When a baby was born into the Oncken home, Johann began to wonder about having the child christened. As he studied the Bible, he couldn’t find any authority for the sprinkling of infants, and he began to wonder about his own “baptism.” For five years he could find no one who baptized by immersion, until he ran into an ordained Baptist, an American, who was studying in Germany. Barnas Sears, investigated the faith of Oncken, and on April 22, 1834 he baptized seven people, and the next day they were organized into the first Baptist church in Germany, with Johann Oncken ordained as their pastor.

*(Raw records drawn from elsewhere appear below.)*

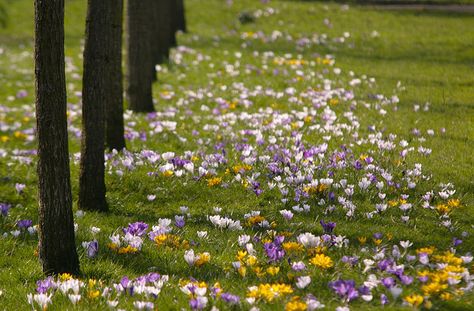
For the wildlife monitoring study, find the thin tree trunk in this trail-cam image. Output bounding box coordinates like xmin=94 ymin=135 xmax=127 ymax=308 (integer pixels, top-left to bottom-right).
xmin=151 ymin=0 xmax=172 ymax=67
xmin=35 ymin=0 xmax=79 ymax=274
xmin=79 ymin=0 xmax=115 ymax=211
xmin=176 ymin=0 xmax=188 ymax=32
xmin=127 ymin=0 xmax=155 ymax=112
xmin=168 ymin=0 xmax=178 ymax=47
xmin=104 ymin=0 xmax=126 ymax=150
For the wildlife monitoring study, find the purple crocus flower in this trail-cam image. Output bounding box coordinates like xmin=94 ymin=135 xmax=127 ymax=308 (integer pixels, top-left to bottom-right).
xmin=382 ymin=277 xmax=396 ymax=288
xmin=174 ymin=215 xmax=185 ymax=228
xmin=329 ymin=280 xmax=359 ymax=301
xmin=221 ymin=293 xmax=240 ymax=305
xmin=319 ymin=220 xmax=336 ymax=233
xmin=36 ymin=276 xmax=56 ymax=294
xmin=0 ymin=203 xmax=11 ymax=216
xmin=341 ymin=256 xmax=359 ymax=266
xmin=16 ymin=219 xmax=33 ymax=229
xmin=399 ymin=274 xmax=413 ymax=285
xmin=189 ymin=297 xmax=207 ymax=310
xmin=374 ymin=232 xmax=383 ymax=240
xmin=453 ymin=238 xmax=462 ymax=247
xmin=15 ymin=183 xmax=26 ymax=194
xmin=263 ymin=236 xmax=285 ymax=262
xmin=123 ymin=221 xmax=148 ymax=236
xmin=87 ymin=240 xmax=99 ymax=258
xmin=377 ymin=258 xmax=393 ymax=271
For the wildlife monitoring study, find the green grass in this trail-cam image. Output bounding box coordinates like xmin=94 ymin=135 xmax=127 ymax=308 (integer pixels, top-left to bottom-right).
xmin=0 ymin=0 xmax=474 ymax=310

From that moment on, the biography of Oncken appears almost miraculous. Within four years churches were started in Berlin, Oldenburg, and Stuttgart. That is when Brother Oncken began to be arrested for carrying out the Lord’s work, but with his release the Lord blessed even more. Churches were started in Denmark and the Netherlands, and the gospel was preached in Lithuania, Switzerland, Poland and Russia. When a law was finally passed “granting” religious liberty in Germany, the church in Hamburg began a building program, erecting an edifice seating 1,400 people.
After having accomplished much for the Lord throughout Europe, the earthly life of Johann Oncken came to an end on this day in 1884.